Wednesday, January 11, 2012

I wrote something for a bike company.

I could tell the rain was coming by the sheets hanging from the sky to the west, but was hoping we would make it closer to home before we were rained on. With about 35 miles to go I felt the tickle on my eyelash and knew we were about to get wet. A crack of lightning seemed closer than I wanted and signaled that it was time to up the pace. I looked over at Reece and started pushing harder. My breathing started to get heavy and the rain started to come down with a thickness. I could feel my legs starting to protest, but in the rain that doesn’t matter. Faster and faster we went always within a wheel of each other. By now we were flying over the crushed lime stone that makes up the Southwest LRT trail. I couldn’t help but start laughing. I looked over with a smile I couldn’t hide and said one of my favorite quotes, ”Hey Reece! I don’t think the heavy stuff is going to come down for quite some time!”

Biking is funny. We don’t just do stuff that everyone else tries their hardest to avoid. We obsess over it. We fall in love with it. Biking becomes our lives. I remember a quote from when I was younger that said that a person who can speak two languages can see the world with two souls. I think that being a cyclist gives a person a window to the world that is closed to everyone else. At times that is a good thing. I’ll take every sunset that rips open the horizon and pours its fire across the sky. I’ll put up with the deer that doesn’t hear me coming and storms across the trail two feet off my wheel. I can handle the family of bald eagles feeding in the tree above me screeching to ward me off. What I have trouble handling is the time that cycling hoards from family and loved ones. That I think is the price that has been paid before by everyone who has followed their passion to a depth that borders on obsession.

Obsession in the summer is racing. Most evenings and weekends are full with crits, mountain bike races and “friendly” group rides. Usually the free day is Monday. That I spend doing what other than mountain biking with my friend Owen. The summer is easy to hammer everyday. If it seems too hot or rainy I remember February. I remember the battle to keep my eyelids from freezing shut. I remember my fingers starting to ache from the cold knowing eventually they’ll stop if I can handle the pain. Summer is freedom through work.

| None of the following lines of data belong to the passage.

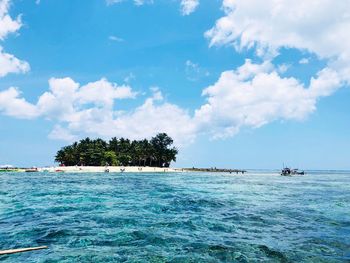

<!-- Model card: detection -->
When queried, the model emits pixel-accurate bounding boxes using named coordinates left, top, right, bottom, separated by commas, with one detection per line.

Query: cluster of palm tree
left=55, top=133, right=178, bottom=167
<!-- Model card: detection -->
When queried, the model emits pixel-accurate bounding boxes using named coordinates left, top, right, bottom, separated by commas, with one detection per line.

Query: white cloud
left=78, top=78, right=136, bottom=107
left=299, top=58, right=309, bottom=65
left=277, top=64, right=289, bottom=74
left=196, top=0, right=350, bottom=138
left=60, top=85, right=195, bottom=145
left=0, top=78, right=196, bottom=145
left=0, top=0, right=21, bottom=40
left=194, top=60, right=341, bottom=139
left=0, top=87, right=38, bottom=118
left=1, top=77, right=136, bottom=120
left=0, top=46, right=30, bottom=77
left=106, top=0, right=153, bottom=6
left=133, top=0, right=153, bottom=5
left=0, top=0, right=29, bottom=78
left=0, top=57, right=342, bottom=143
left=106, top=0, right=197, bottom=15
left=1, top=59, right=341, bottom=144
left=206, top=0, right=350, bottom=80
left=0, top=0, right=347, bottom=146
left=48, top=125, right=77, bottom=142
left=0, top=0, right=31, bottom=117
left=206, top=0, right=350, bottom=58
left=109, top=35, right=124, bottom=42
left=185, top=60, right=209, bottom=81
left=71, top=92, right=196, bottom=145
left=106, top=0, right=123, bottom=5
left=186, top=60, right=199, bottom=71
left=36, top=77, right=136, bottom=120
left=180, top=0, right=199, bottom=16
left=149, top=86, right=163, bottom=101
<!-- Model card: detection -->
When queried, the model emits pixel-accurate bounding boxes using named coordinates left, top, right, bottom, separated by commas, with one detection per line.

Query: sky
left=0, top=0, right=349, bottom=169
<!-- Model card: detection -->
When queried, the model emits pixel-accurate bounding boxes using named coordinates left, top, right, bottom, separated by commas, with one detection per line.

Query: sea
left=0, top=170, right=349, bottom=262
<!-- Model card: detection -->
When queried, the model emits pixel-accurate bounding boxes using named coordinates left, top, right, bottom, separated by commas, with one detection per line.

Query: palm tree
left=151, top=133, right=175, bottom=167
left=55, top=133, right=178, bottom=167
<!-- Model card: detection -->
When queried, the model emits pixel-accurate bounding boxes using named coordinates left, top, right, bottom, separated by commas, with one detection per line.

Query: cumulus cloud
left=0, top=78, right=195, bottom=145
left=180, top=0, right=199, bottom=16
left=1, top=78, right=136, bottom=120
left=0, top=0, right=347, bottom=146
left=36, top=78, right=136, bottom=120
left=206, top=0, right=350, bottom=80
left=0, top=47, right=30, bottom=77
left=0, top=0, right=21, bottom=40
left=1, top=59, right=341, bottom=144
left=195, top=0, right=349, bottom=138
left=48, top=125, right=77, bottom=142
left=71, top=91, right=196, bottom=145
left=206, top=0, right=350, bottom=57
left=0, top=87, right=38, bottom=118
left=195, top=60, right=341, bottom=139
left=0, top=0, right=29, bottom=77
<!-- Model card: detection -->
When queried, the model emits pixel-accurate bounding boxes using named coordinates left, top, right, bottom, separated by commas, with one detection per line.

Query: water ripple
left=0, top=171, right=349, bottom=262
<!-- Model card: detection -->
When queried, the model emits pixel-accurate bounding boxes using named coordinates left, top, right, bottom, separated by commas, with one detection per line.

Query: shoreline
left=39, top=166, right=182, bottom=173
left=0, top=166, right=246, bottom=174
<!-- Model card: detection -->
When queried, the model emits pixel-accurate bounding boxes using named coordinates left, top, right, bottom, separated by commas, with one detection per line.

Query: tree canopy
left=55, top=133, right=178, bottom=167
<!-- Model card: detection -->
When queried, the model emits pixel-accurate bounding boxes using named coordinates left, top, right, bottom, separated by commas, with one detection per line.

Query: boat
left=292, top=169, right=305, bottom=175
left=25, top=168, right=38, bottom=172
left=281, top=167, right=305, bottom=176
left=281, top=167, right=292, bottom=176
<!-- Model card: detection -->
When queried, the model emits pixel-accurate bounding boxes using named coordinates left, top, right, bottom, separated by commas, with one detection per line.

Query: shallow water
left=0, top=171, right=349, bottom=262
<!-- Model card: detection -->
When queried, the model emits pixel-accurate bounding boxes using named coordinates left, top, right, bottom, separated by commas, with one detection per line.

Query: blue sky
left=0, top=0, right=349, bottom=169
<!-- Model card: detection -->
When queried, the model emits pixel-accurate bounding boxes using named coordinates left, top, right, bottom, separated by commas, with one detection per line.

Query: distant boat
left=25, top=168, right=38, bottom=173
left=281, top=167, right=305, bottom=176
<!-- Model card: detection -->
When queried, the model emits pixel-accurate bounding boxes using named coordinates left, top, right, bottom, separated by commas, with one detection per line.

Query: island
left=0, top=133, right=245, bottom=173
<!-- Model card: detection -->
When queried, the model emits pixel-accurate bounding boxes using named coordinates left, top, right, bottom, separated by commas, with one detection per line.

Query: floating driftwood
left=0, top=246, right=48, bottom=256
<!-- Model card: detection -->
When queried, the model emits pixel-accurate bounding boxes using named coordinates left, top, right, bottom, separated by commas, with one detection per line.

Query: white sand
left=38, top=166, right=184, bottom=173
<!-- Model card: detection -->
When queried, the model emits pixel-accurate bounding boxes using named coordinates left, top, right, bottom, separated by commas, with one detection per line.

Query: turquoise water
left=0, top=171, right=349, bottom=262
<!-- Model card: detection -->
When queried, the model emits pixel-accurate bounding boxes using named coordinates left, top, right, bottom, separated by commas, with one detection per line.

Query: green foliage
left=104, top=151, right=119, bottom=166
left=55, top=133, right=178, bottom=167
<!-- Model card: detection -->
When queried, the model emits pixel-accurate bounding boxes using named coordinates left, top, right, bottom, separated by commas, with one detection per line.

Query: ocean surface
left=0, top=171, right=349, bottom=262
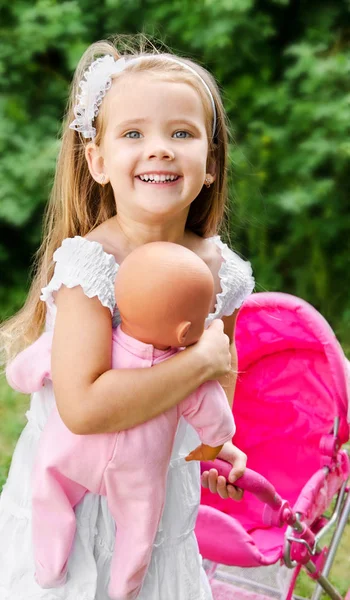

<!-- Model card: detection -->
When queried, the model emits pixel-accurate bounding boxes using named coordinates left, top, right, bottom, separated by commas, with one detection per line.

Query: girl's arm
left=201, top=309, right=247, bottom=501
left=52, top=286, right=231, bottom=435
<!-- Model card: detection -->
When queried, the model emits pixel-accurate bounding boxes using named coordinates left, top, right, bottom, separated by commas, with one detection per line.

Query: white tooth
left=160, top=175, right=166, bottom=182
left=154, top=175, right=160, bottom=182
left=144, top=175, right=149, bottom=181
left=170, top=175, right=175, bottom=181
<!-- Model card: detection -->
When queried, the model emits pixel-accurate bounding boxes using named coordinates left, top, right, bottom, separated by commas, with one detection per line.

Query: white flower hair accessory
left=69, top=54, right=217, bottom=141
left=69, top=55, right=127, bottom=139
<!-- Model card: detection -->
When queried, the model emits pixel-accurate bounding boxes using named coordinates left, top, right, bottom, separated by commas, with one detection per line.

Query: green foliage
left=0, top=0, right=349, bottom=347
left=0, top=376, right=28, bottom=490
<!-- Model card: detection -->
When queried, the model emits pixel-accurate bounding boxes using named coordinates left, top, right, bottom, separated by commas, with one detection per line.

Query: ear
left=206, top=157, right=217, bottom=182
left=85, top=142, right=109, bottom=185
left=176, top=321, right=191, bottom=345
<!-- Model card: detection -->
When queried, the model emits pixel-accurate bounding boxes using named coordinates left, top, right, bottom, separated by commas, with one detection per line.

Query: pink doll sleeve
left=6, top=331, right=53, bottom=394
left=180, top=380, right=236, bottom=446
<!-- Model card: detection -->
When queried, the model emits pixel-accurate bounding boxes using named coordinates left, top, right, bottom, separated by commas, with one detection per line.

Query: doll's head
left=114, top=242, right=214, bottom=349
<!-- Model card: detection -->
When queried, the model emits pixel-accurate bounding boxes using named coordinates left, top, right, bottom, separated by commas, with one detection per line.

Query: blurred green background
left=0, top=0, right=349, bottom=348
left=0, top=0, right=349, bottom=596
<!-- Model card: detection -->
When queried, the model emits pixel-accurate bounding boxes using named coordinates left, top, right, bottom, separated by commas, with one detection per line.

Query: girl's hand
left=201, top=441, right=247, bottom=501
left=193, top=319, right=231, bottom=380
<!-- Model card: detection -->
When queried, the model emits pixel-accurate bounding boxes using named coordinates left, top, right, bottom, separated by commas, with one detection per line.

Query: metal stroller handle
left=201, top=459, right=283, bottom=509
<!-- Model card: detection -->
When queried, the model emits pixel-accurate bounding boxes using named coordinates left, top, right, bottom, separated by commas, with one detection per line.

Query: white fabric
left=0, top=235, right=254, bottom=600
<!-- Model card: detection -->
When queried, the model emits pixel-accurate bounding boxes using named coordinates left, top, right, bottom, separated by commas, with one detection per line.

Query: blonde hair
left=0, top=34, right=230, bottom=364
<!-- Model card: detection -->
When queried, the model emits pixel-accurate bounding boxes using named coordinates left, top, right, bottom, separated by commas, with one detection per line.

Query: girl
left=0, top=36, right=254, bottom=600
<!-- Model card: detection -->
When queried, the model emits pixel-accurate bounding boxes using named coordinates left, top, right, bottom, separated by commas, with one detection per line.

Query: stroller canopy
left=199, top=292, right=349, bottom=564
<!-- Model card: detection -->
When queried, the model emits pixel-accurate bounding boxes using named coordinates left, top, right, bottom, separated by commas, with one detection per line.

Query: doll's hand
left=194, top=319, right=231, bottom=380
left=185, top=443, right=223, bottom=463
left=201, top=441, right=246, bottom=501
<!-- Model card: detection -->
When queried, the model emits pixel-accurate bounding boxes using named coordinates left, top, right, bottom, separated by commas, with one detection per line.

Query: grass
left=0, top=377, right=349, bottom=598
left=0, top=375, right=29, bottom=490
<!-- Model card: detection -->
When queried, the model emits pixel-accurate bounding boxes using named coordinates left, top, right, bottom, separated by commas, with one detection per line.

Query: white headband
left=69, top=54, right=217, bottom=140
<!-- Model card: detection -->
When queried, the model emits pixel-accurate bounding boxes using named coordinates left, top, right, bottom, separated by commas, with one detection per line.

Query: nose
left=146, top=138, right=175, bottom=161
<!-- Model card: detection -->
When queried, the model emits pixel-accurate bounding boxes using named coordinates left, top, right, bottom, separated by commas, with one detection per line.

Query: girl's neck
left=107, top=214, right=189, bottom=252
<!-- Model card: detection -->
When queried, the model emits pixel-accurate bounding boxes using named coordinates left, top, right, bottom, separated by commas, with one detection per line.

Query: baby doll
left=6, top=242, right=235, bottom=600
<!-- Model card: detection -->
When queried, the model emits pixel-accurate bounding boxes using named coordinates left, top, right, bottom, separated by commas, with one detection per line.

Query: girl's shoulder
left=187, top=232, right=255, bottom=320
left=40, top=235, right=119, bottom=318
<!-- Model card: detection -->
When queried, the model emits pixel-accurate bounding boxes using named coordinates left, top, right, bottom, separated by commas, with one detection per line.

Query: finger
left=228, top=463, right=246, bottom=483
left=201, top=471, right=210, bottom=488
left=217, top=476, right=229, bottom=499
left=227, top=455, right=247, bottom=484
left=227, top=485, right=244, bottom=501
left=208, top=469, right=219, bottom=494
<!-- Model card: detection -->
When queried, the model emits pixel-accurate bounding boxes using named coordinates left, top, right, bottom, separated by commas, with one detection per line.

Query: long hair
left=0, top=34, right=230, bottom=363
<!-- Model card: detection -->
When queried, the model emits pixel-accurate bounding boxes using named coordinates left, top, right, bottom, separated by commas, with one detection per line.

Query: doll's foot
left=35, top=568, right=67, bottom=588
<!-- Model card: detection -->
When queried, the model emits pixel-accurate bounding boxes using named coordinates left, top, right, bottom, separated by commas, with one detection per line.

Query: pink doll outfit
left=0, top=236, right=254, bottom=600
left=7, top=325, right=235, bottom=600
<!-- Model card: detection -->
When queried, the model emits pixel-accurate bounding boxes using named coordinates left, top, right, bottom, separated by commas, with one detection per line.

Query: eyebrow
left=115, top=117, right=203, bottom=134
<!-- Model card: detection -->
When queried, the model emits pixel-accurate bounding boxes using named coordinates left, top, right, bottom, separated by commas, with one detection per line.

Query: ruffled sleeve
left=40, top=236, right=118, bottom=329
left=206, top=236, right=255, bottom=323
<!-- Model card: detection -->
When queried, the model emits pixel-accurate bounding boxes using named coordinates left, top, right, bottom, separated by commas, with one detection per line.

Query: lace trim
left=40, top=235, right=253, bottom=326
left=69, top=56, right=127, bottom=139
left=206, top=236, right=255, bottom=322
left=40, top=237, right=118, bottom=317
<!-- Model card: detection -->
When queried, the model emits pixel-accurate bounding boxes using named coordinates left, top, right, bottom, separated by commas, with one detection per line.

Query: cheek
left=106, top=147, right=136, bottom=178
left=191, top=142, right=209, bottom=174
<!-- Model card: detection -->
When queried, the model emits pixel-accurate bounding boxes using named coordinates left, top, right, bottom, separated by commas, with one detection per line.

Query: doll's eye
left=173, top=131, right=192, bottom=139
left=125, top=131, right=143, bottom=139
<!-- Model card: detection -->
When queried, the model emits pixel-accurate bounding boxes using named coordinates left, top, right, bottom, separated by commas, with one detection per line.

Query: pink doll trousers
left=32, top=402, right=177, bottom=600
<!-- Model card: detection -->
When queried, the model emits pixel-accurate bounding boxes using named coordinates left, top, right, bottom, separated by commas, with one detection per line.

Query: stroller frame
left=203, top=447, right=350, bottom=600
left=284, top=465, right=350, bottom=600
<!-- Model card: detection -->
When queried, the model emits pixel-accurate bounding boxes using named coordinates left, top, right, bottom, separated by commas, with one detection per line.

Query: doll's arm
left=181, top=379, right=235, bottom=463
left=185, top=442, right=224, bottom=462
left=6, top=331, right=53, bottom=394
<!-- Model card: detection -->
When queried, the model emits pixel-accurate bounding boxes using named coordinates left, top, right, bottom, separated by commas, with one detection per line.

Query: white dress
left=0, top=235, right=254, bottom=600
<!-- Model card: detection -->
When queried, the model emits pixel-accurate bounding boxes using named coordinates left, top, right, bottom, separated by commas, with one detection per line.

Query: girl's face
left=87, top=72, right=211, bottom=225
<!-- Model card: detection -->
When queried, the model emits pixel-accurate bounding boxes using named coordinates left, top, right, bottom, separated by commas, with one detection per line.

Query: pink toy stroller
left=197, top=292, right=350, bottom=600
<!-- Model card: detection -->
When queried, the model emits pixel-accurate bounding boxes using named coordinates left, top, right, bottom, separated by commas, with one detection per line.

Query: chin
left=140, top=204, right=187, bottom=221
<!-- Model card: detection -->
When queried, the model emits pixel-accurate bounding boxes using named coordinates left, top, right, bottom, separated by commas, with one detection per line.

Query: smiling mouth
left=136, top=174, right=180, bottom=184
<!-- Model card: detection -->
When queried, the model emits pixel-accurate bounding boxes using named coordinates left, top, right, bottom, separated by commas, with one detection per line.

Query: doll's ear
left=176, top=321, right=191, bottom=345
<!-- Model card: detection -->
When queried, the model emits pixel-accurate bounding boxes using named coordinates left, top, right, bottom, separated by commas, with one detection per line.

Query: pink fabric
left=6, top=332, right=53, bottom=393
left=7, top=326, right=234, bottom=600
left=198, top=292, right=349, bottom=567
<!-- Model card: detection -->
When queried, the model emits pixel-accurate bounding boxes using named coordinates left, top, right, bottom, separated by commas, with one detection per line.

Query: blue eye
left=173, top=131, right=191, bottom=139
left=125, top=131, right=142, bottom=139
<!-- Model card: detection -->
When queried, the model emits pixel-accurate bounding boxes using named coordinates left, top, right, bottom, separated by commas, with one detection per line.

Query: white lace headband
left=69, top=54, right=217, bottom=140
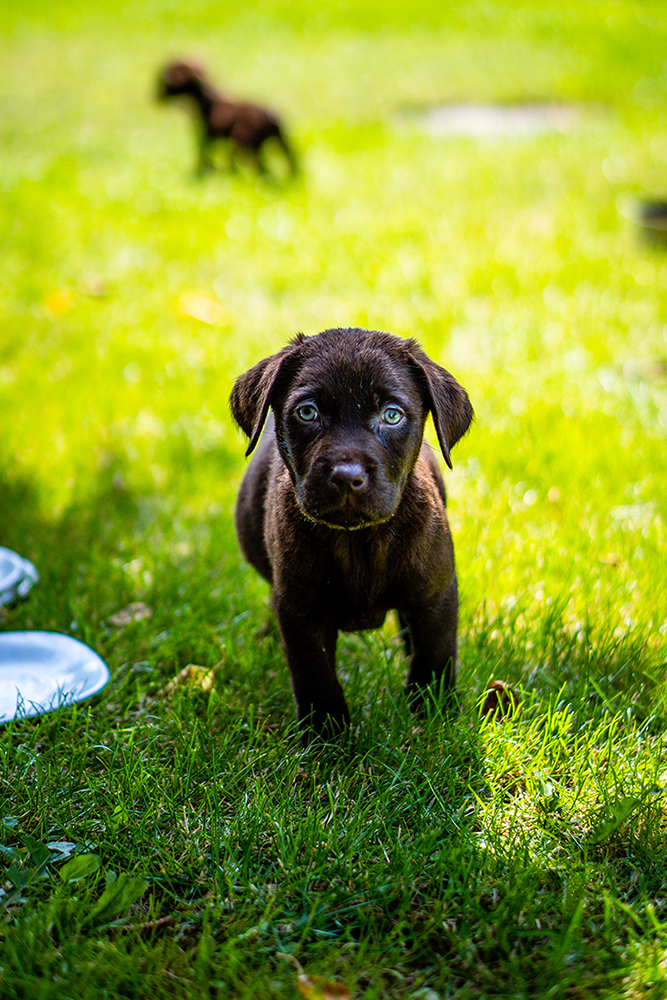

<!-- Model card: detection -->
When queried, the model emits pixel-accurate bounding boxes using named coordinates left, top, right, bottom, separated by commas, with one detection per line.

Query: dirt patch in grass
left=404, top=101, right=583, bottom=137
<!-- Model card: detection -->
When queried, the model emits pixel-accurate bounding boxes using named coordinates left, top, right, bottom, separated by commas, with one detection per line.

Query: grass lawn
left=2, top=0, right=667, bottom=996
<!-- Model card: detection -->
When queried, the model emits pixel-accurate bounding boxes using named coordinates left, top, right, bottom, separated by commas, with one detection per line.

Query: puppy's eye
left=381, top=406, right=404, bottom=426
left=296, top=403, right=319, bottom=423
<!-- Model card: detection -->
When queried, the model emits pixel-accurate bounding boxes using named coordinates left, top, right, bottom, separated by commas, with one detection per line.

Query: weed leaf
left=47, top=841, right=78, bottom=859
left=21, top=836, right=51, bottom=867
left=60, top=853, right=101, bottom=883
left=83, top=873, right=148, bottom=926
left=110, top=803, right=130, bottom=832
left=588, top=796, right=643, bottom=844
left=5, top=864, right=33, bottom=890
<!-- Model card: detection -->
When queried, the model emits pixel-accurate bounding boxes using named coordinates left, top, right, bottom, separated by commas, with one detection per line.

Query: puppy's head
left=231, top=328, right=473, bottom=530
left=158, top=60, right=207, bottom=100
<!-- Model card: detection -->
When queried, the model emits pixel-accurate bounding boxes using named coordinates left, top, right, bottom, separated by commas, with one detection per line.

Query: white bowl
left=0, top=631, right=110, bottom=722
left=0, top=546, right=38, bottom=606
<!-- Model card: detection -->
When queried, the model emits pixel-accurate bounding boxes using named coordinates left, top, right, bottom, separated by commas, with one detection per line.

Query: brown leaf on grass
left=162, top=664, right=215, bottom=698
left=176, top=292, right=229, bottom=326
left=296, top=974, right=352, bottom=1000
left=480, top=679, right=519, bottom=721
left=108, top=602, right=153, bottom=627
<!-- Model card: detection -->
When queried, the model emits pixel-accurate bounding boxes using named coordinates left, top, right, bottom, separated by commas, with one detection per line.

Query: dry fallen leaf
left=480, top=679, right=519, bottom=721
left=296, top=974, right=352, bottom=1000
left=108, top=602, right=153, bottom=627
left=176, top=292, right=229, bottom=326
left=43, top=289, right=75, bottom=315
left=162, top=664, right=215, bottom=697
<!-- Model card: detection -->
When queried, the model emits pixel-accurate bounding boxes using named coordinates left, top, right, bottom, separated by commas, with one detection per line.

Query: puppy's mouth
left=293, top=458, right=403, bottom=530
left=298, top=505, right=391, bottom=531
left=295, top=489, right=399, bottom=531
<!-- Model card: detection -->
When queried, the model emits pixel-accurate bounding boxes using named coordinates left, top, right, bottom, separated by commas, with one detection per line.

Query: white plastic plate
left=0, top=546, right=39, bottom=606
left=0, top=631, right=110, bottom=723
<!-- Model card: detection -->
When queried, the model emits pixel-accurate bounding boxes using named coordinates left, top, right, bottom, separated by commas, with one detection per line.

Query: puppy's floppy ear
left=408, top=344, right=473, bottom=469
left=230, top=336, right=305, bottom=456
left=169, top=60, right=205, bottom=86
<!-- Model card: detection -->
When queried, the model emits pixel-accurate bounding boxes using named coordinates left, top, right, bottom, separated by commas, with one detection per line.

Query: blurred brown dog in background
left=158, top=60, right=297, bottom=177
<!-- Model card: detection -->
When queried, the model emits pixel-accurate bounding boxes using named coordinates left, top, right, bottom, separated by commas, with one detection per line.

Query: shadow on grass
left=0, top=448, right=246, bottom=683
left=1, top=455, right=139, bottom=628
left=1, top=461, right=665, bottom=999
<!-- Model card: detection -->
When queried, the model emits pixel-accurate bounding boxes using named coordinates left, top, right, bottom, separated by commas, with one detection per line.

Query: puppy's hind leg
left=402, top=576, right=459, bottom=713
left=276, top=129, right=298, bottom=177
left=196, top=133, right=214, bottom=175
left=397, top=612, right=412, bottom=657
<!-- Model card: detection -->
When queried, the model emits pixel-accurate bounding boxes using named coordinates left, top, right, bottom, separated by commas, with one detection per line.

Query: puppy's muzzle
left=298, top=452, right=400, bottom=529
left=330, top=461, right=369, bottom=495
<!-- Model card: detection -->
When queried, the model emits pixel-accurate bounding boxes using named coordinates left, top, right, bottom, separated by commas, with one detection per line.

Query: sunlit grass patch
left=2, top=0, right=667, bottom=996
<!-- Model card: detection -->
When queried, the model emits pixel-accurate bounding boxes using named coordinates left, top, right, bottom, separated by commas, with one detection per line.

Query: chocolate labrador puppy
left=157, top=60, right=297, bottom=177
left=230, top=327, right=473, bottom=739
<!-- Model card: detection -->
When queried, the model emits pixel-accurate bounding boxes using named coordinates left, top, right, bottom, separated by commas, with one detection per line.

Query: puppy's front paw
left=298, top=704, right=351, bottom=746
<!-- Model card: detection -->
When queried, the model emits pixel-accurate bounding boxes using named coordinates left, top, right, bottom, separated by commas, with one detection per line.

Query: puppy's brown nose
left=330, top=462, right=368, bottom=492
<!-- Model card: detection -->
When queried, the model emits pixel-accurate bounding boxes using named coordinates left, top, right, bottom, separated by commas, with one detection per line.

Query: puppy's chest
left=327, top=535, right=393, bottom=630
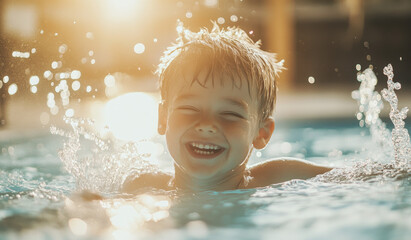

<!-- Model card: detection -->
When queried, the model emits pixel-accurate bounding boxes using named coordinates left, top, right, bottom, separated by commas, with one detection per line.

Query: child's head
left=155, top=23, right=283, bottom=182
left=157, top=23, right=283, bottom=122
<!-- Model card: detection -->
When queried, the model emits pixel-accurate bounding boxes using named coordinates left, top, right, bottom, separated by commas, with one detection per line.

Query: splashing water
left=51, top=117, right=160, bottom=194
left=352, top=67, right=394, bottom=162
left=317, top=64, right=410, bottom=183
left=381, top=64, right=411, bottom=169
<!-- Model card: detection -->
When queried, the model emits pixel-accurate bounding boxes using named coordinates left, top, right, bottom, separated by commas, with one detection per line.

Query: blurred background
left=0, top=0, right=410, bottom=140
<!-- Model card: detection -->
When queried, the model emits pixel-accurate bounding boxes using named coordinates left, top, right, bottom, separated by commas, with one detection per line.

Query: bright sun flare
left=104, top=92, right=158, bottom=141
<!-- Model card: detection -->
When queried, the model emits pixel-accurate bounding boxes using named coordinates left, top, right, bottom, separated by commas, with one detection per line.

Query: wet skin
left=158, top=68, right=272, bottom=190
left=122, top=68, right=332, bottom=192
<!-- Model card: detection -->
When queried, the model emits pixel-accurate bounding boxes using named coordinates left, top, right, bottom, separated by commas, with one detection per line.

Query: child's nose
left=195, top=120, right=217, bottom=134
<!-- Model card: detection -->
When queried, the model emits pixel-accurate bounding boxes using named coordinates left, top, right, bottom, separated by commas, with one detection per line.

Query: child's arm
left=248, top=158, right=332, bottom=188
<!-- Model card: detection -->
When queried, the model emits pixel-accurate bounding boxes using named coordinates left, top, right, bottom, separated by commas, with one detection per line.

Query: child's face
left=159, top=67, right=273, bottom=180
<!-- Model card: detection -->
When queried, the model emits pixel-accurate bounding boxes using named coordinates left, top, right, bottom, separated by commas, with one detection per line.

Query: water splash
left=317, top=64, right=410, bottom=183
left=381, top=64, right=411, bottom=169
left=51, top=117, right=159, bottom=194
left=351, top=67, right=393, bottom=162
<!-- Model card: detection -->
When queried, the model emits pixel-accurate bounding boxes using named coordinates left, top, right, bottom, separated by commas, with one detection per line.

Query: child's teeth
left=191, top=142, right=220, bottom=150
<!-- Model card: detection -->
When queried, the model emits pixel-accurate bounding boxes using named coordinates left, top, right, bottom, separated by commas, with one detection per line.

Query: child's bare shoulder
left=247, top=158, right=332, bottom=188
left=122, top=171, right=173, bottom=193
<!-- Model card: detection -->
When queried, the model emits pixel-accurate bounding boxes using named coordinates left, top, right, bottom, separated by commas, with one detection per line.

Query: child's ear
left=253, top=117, right=275, bottom=149
left=157, top=102, right=167, bottom=135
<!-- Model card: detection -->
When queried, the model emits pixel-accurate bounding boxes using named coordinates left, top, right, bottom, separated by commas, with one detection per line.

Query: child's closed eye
left=176, top=105, right=200, bottom=113
left=220, top=111, right=245, bottom=120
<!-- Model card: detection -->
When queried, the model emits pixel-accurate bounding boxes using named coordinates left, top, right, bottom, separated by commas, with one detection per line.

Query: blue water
left=0, top=120, right=410, bottom=240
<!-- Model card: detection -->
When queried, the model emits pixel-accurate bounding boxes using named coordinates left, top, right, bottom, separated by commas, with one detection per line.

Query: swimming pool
left=1, top=65, right=410, bottom=239
left=0, top=117, right=410, bottom=240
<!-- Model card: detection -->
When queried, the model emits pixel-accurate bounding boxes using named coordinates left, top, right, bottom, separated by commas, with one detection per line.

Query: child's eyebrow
left=174, top=94, right=196, bottom=103
left=222, top=97, right=249, bottom=111
left=174, top=95, right=249, bottom=111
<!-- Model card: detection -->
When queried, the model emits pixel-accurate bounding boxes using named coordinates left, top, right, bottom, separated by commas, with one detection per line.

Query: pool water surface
left=0, top=119, right=410, bottom=240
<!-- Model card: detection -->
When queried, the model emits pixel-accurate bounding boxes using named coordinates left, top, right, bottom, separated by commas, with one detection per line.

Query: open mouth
left=186, top=142, right=225, bottom=159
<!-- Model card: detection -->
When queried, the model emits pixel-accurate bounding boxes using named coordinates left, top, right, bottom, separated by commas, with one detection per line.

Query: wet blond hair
left=156, top=22, right=283, bottom=121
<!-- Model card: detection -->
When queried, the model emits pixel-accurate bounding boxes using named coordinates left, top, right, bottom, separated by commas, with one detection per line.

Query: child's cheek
left=168, top=112, right=198, bottom=129
left=220, top=120, right=250, bottom=136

Obsession in the winter is nature. I ride everyday in the winter for myself. The winter reminds me of why I got into biking. The colors are fantastic until they fade. Then everything becomes dark until the full moon shows a snow covered landscape that goes off for an eternity into the dark. The stars fill the sky and Van Gogh comes alive. It is a time to investigate the beaver dams and gawk at the size of the birds. The cold is cold. It is hard. The chill will stay with me all year, but it is worth the effort. Winter is beauty through work.

Cycling to me is all of those things. Love, passion, obsession, and failure. Expensive in every way, but worthwhile in so many more ways.